Mamasa, toBagoes Sulbar – Sejumlah aktivis pemerhati lingkungan yang tergabung dalam Aliansi Pemuda dan Masyarakat Rantepuang–Mellangkena Padang memblokade sebuah alat berat jenis excavator PC 55 yang hendak melintas menuju Tempat Pembuangan Akhir (TPA) Salubue, Kamis (8/1/2026).
Aksi pemblokiran dilakukan di ruas jalan poros Salubue–TPA Salubue yang saat ini masih dalam tahap pekerjaan betonisasi. Para aktivis menilai perlintasan alat berat tersebut berpotensi merusak jalan yang betonisasinya belum kering secara sempurna.
Ketua Aliansi, Yohanis, menegaskan bahwa pihaknya melarang alat berat melintas karena kondisi beton masih basah dan ketebalannya hanya sekitar 10 sentimeter.
“Kami melarang alat berat melintas di jalan beton yang sementara dikerjakan. Ketebalan beton hanya 10 sentimeter dan masih basah, tapi sudah dilalui alat berat,” ujar Yohanis.
Ia juga mengungkapkan bahwa pihak Dinas Lingkungan Hidup dan Kehutanan (DLHK) Mamasa diduga tidak melakukan koordinasi terlebih dahulu dengan Dinas Pekerjaan Umum maupun pemerintah desa setempat sebelum melintasi jalan tersebut.
Bahkan, menurut pengakuan para pekerja di lokasi, pihak DLHK telah diperingatkan agar alat berat tidak melintas karena beton belum kering.

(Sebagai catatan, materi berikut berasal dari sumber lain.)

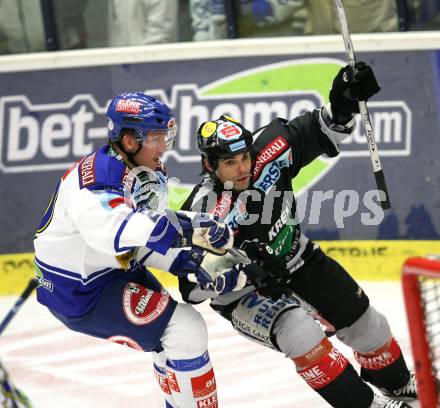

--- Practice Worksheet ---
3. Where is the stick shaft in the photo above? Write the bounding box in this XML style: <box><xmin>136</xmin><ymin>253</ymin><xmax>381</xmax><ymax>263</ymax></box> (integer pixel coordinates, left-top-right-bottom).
<box><xmin>335</xmin><ymin>0</ymin><xmax>391</xmax><ymax>209</ymax></box>
<box><xmin>0</xmin><ymin>279</ymin><xmax>38</xmax><ymax>335</ymax></box>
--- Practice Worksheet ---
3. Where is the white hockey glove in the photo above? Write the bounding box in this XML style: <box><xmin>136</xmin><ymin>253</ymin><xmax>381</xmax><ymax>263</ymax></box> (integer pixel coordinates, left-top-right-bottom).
<box><xmin>143</xmin><ymin>210</ymin><xmax>234</xmax><ymax>254</ymax></box>
<box><xmin>170</xmin><ymin>247</ymin><xmax>247</xmax><ymax>294</ymax></box>
<box><xmin>170</xmin><ymin>211</ymin><xmax>234</xmax><ymax>254</ymax></box>
<box><xmin>205</xmin><ymin>265</ymin><xmax>247</xmax><ymax>295</ymax></box>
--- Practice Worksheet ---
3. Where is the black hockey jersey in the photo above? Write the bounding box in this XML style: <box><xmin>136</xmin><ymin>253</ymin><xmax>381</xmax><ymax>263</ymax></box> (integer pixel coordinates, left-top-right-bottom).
<box><xmin>179</xmin><ymin>110</ymin><xmax>338</xmax><ymax>315</ymax></box>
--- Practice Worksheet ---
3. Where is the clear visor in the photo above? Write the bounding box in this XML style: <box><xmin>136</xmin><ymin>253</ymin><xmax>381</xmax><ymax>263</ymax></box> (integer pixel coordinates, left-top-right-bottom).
<box><xmin>142</xmin><ymin>126</ymin><xmax>177</xmax><ymax>151</ymax></box>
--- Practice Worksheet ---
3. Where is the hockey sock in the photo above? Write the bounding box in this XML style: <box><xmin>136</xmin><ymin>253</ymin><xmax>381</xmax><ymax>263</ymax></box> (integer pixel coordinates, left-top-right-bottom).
<box><xmin>165</xmin><ymin>352</ymin><xmax>218</xmax><ymax>408</ymax></box>
<box><xmin>293</xmin><ymin>338</ymin><xmax>374</xmax><ymax>408</ymax></box>
<box><xmin>354</xmin><ymin>337</ymin><xmax>410</xmax><ymax>391</ymax></box>
<box><xmin>152</xmin><ymin>352</ymin><xmax>177</xmax><ymax>408</ymax></box>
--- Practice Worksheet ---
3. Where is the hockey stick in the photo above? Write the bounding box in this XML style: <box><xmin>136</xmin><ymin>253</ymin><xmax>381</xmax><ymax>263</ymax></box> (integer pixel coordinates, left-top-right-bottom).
<box><xmin>0</xmin><ymin>279</ymin><xmax>38</xmax><ymax>335</ymax></box>
<box><xmin>335</xmin><ymin>0</ymin><xmax>391</xmax><ymax>210</ymax></box>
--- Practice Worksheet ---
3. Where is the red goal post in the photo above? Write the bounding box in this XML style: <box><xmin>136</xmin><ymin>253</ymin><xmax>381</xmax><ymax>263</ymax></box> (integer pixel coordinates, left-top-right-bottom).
<box><xmin>402</xmin><ymin>257</ymin><xmax>440</xmax><ymax>408</ymax></box>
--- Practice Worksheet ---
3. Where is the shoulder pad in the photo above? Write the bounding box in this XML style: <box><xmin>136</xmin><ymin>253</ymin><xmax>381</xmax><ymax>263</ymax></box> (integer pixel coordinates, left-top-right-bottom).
<box><xmin>78</xmin><ymin>147</ymin><xmax>128</xmax><ymax>190</ymax></box>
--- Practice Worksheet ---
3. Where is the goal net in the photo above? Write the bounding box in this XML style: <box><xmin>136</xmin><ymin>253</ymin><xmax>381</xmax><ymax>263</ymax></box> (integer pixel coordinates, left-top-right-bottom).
<box><xmin>402</xmin><ymin>257</ymin><xmax>440</xmax><ymax>408</ymax></box>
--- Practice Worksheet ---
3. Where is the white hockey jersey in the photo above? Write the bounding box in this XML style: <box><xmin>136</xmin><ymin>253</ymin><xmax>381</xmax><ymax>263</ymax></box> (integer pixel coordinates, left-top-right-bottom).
<box><xmin>34</xmin><ymin>146</ymin><xmax>180</xmax><ymax>317</ymax></box>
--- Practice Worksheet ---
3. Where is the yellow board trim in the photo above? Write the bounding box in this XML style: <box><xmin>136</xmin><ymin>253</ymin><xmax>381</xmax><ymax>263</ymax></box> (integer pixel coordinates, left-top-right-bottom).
<box><xmin>0</xmin><ymin>241</ymin><xmax>440</xmax><ymax>295</ymax></box>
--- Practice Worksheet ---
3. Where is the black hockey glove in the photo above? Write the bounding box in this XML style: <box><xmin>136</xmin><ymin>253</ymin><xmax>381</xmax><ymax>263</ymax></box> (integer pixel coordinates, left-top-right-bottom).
<box><xmin>241</xmin><ymin>241</ymin><xmax>286</xmax><ymax>272</ymax></box>
<box><xmin>330</xmin><ymin>61</ymin><xmax>380</xmax><ymax>125</ymax></box>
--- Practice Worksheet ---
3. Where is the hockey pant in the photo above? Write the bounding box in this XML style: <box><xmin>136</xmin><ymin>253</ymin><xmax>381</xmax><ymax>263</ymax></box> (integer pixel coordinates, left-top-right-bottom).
<box><xmin>52</xmin><ymin>269</ymin><xmax>217</xmax><ymax>408</ymax></box>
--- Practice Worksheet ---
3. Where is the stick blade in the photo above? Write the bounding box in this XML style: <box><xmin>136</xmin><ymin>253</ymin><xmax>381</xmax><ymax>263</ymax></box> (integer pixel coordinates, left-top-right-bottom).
<box><xmin>374</xmin><ymin>169</ymin><xmax>391</xmax><ymax>210</ymax></box>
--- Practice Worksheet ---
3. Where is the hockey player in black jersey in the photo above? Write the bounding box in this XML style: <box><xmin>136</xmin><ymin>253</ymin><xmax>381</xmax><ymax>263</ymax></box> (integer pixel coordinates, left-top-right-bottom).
<box><xmin>179</xmin><ymin>62</ymin><xmax>417</xmax><ymax>408</ymax></box>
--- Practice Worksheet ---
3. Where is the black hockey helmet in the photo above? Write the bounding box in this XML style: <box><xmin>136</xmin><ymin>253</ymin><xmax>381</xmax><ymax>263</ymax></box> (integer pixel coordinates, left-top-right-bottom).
<box><xmin>197</xmin><ymin>115</ymin><xmax>252</xmax><ymax>168</ymax></box>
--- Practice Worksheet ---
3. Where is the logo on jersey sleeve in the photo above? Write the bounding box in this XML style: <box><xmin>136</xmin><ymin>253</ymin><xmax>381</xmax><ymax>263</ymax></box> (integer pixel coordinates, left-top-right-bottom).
<box><xmin>253</xmin><ymin>136</ymin><xmax>289</xmax><ymax>180</ymax></box>
<box><xmin>79</xmin><ymin>152</ymin><xmax>96</xmax><ymax>188</ymax></box>
<box><xmin>122</xmin><ymin>282</ymin><xmax>170</xmax><ymax>325</ymax></box>
<box><xmin>254</xmin><ymin>149</ymin><xmax>292</xmax><ymax>193</ymax></box>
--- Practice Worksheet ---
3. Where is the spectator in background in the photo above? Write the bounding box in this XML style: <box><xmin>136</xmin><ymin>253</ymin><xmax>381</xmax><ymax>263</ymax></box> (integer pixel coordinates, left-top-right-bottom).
<box><xmin>108</xmin><ymin>0</ymin><xmax>178</xmax><ymax>47</ymax></box>
<box><xmin>52</xmin><ymin>0</ymin><xmax>89</xmax><ymax>50</ymax></box>
<box><xmin>190</xmin><ymin>0</ymin><xmax>398</xmax><ymax>41</ymax></box>
<box><xmin>305</xmin><ymin>0</ymin><xmax>398</xmax><ymax>34</ymax></box>
<box><xmin>0</xmin><ymin>0</ymin><xmax>46</xmax><ymax>54</ymax></box>
<box><xmin>190</xmin><ymin>0</ymin><xmax>305</xmax><ymax>41</ymax></box>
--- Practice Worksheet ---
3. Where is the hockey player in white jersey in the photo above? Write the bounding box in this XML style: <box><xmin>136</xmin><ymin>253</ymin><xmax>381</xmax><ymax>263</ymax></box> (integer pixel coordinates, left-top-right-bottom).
<box><xmin>34</xmin><ymin>93</ymin><xmax>244</xmax><ymax>408</ymax></box>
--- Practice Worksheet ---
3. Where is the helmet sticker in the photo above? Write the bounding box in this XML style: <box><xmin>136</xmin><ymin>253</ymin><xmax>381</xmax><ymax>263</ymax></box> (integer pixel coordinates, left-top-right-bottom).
<box><xmin>217</xmin><ymin>122</ymin><xmax>243</xmax><ymax>140</ymax></box>
<box><xmin>229</xmin><ymin>140</ymin><xmax>246</xmax><ymax>152</ymax></box>
<box><xmin>116</xmin><ymin>99</ymin><xmax>141</xmax><ymax>115</ymax></box>
<box><xmin>200</xmin><ymin>122</ymin><xmax>217</xmax><ymax>137</ymax></box>
<box><xmin>223</xmin><ymin>115</ymin><xmax>239</xmax><ymax>123</ymax></box>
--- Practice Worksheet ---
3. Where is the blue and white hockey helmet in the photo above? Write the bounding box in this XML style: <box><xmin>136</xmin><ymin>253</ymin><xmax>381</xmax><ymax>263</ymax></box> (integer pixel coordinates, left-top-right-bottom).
<box><xmin>106</xmin><ymin>92</ymin><xmax>176</xmax><ymax>150</ymax></box>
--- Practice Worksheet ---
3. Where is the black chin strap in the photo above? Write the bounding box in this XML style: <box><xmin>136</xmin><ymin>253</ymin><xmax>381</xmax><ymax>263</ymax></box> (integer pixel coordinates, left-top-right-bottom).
<box><xmin>116</xmin><ymin>140</ymin><xmax>142</xmax><ymax>166</ymax></box>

Namun peringatan tersebut tidak diindahkan.
“Para tukang sudah memperingatkan, tapi alat tetap dipaksakan masuk dan melintas,” lanjut Yohanis.
Aliansi bersama para pekerja mencatat adanya sejumlah kerusakan kecil pada permukaan beton. Meski terlihat ringan, kerusakan tersebut dinilai dapat berdampak serius dalam jangka panjang terhadap kualitas dan daya tahan jalan.
Sebagai bentuk protes lanjutan, aliansi menyatakan akan menutup paksa TPA Salubue apabila tidak ada tindak lanjut dan klarifikasi dari pihak terkait.
Hingga berita ini diterbitkan, pihak DLHK Mamasa belum memberikan klarifikasi resmi. Upaya konfirmasi masih terus dilakukan.